The futures markets can help manage the risks that are part of doing business. This can mean lower costs to you as a consumer, because a well-run business is usually able to bring its goods and services to market more efficiently at a lower cost. The fewer risks a business has to take, the lower the end price it needs to make a profit. That,s really the free enterprise system at its best, and futures markets play a vital role in this process.

Also, firms that manage their risks tend to be more dependable employers. If you work for a company that deals with overseas customers or suppliers, for example, you have an interest in how well your company copes with foreign exchange rates and how well it manages the risk of fluctuating interest rates to protect its profits. Hedging with futures can assist with this
aspect of your employer’s operations.

Naturally, if you work for a futures exchange or a firm involved in trading, futures markets are particularly important to you. Futures markets are a part of the business scene in this country. Used knowledgeably and appropriately, futures and options markets can be a valuable asset in the business of doing business, which affects each of us.

Global Perspective
We’ve been talking about the structure and function of U. S. futures exchanges, but the picture would not be complete without taking a look at the world outside of Chicago and New York.

In fact, while there are just nine futures exchanges in the U.S. today, there are more than 50 futures exchanges elsewhere. The exchanges outside the U.S. now do over 65% of global futures business; U.S. exchanges do 35%. So although Chicago provided the prototype or model for futures markets, you really have to look around the world to get an accurate perspective of today’s futures trading industry.

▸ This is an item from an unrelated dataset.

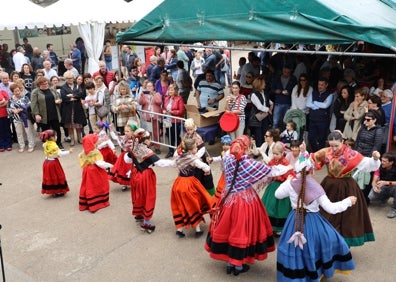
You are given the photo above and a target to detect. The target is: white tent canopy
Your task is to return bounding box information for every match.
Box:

For example, while open outcry on a trading floor is still the U.S. model, the majority of trading on exchanges abroad is done electronically. Just as other countries may have initially learned futures from Chicago, Chicago and other U.S. exchanges are now learning from the rest of the world. It wasn’t until the early 1990s that some major U.S. exchanges first began allowing electronic trading of their products after their floors shut down each day. Now, at CME, virtually all contracts trade at some point electronically each trading day, and specific products (such as the CME E-mini S&P 500 and CME E-mini NASDAQ-100 futures contracts) trade only electronically, never through open outcry on the trading floors.